Recent Test Flight

OTTAWA, Ontario – Officials with the Canadian Space Agency (CSA) held a press conference today to announce its new long-term plan for the nation’s operations in outer space.  CSA is perhaps best known for the robotic arm that was used extensively to move cargo on the American space shuttle and to trim Justin Trudeau’s beard.  Dr. Pleuteau Moonbeam, the acting director of CSA, outlined the key elements of the plan:

 

CSA Computer
  1. Update the agency’s communications and computer technology. This will require retiring the steam-powered mainframe computer that has served since the inception of the agency in 1960.  The boiler has been acting up and could explode at any moment.  Also, nobody less than 70 years old knows how to program in FORTRAN, the only language that will work on the device.

 

Prototype Space Suit

2. Finish development of a new space suit.
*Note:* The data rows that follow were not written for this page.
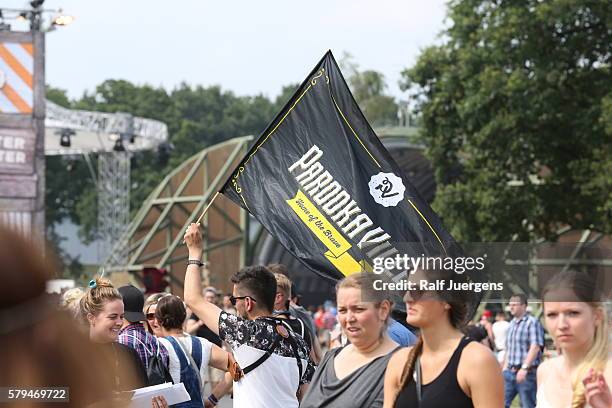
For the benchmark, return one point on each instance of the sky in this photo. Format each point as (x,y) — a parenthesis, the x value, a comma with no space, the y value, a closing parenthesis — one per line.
(248,47)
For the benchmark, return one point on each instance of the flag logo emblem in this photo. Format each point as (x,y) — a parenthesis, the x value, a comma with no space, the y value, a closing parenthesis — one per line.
(387,189)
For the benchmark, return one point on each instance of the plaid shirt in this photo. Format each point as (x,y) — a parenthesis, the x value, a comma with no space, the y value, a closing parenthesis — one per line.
(135,336)
(522,333)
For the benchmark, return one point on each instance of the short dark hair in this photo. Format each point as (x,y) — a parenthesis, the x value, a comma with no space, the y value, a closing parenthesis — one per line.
(521,296)
(259,282)
(170,312)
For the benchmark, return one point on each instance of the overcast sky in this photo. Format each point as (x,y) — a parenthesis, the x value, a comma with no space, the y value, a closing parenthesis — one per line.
(249,47)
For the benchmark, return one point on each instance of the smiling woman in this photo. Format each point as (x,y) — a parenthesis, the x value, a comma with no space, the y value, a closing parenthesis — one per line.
(352,376)
(102,307)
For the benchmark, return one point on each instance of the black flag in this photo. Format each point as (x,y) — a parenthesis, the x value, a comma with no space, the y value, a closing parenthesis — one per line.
(321,182)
A prototype is being tested in a simulated Martian landscape in northern Yukon Territory.  The idea is to come up with a single suit that can be used in earth orbit, on the moon, on Mars or in Quebec.  A secondary purpose is to provide isolation from the Covid-19 virus and U. S. elections.

 

Surplus Tank Battery

3. Investigate the use of Alberta bitumen as a rocket fuel and to see if surplus stock tanks from the Ft. McMurray area can be repurposed to serve as rocket fuel tanks.  This would cost next to nothing and help solve a trash problem that has confounded provincial officials for decades.

 

Chinese Launcher

4. Use confiscated Chinese sky rocket fireworks to launch a massive digital billboard into low earth orbit over Canada. Advertising space will be sold to fund other CSA projects.  Tim Hortons and the New Democratic Party have expressed interest.  However, the Green Party has expressed dismay over the potential air pollution from all that rocket smoke.

 

Moose Jaw Moose

5. Build a spaceport at Moose Jaw, Saskatchewan to launch satellites into polar orbits. This would be most useful for weather observation satellites to warn of an approaching mass of hot air from Ottawa.  This idea came from the Moose Jaw Economic Development and Ice Skating Commission.  Five hectares of land at the city dump have been donated as a site for the spaceport.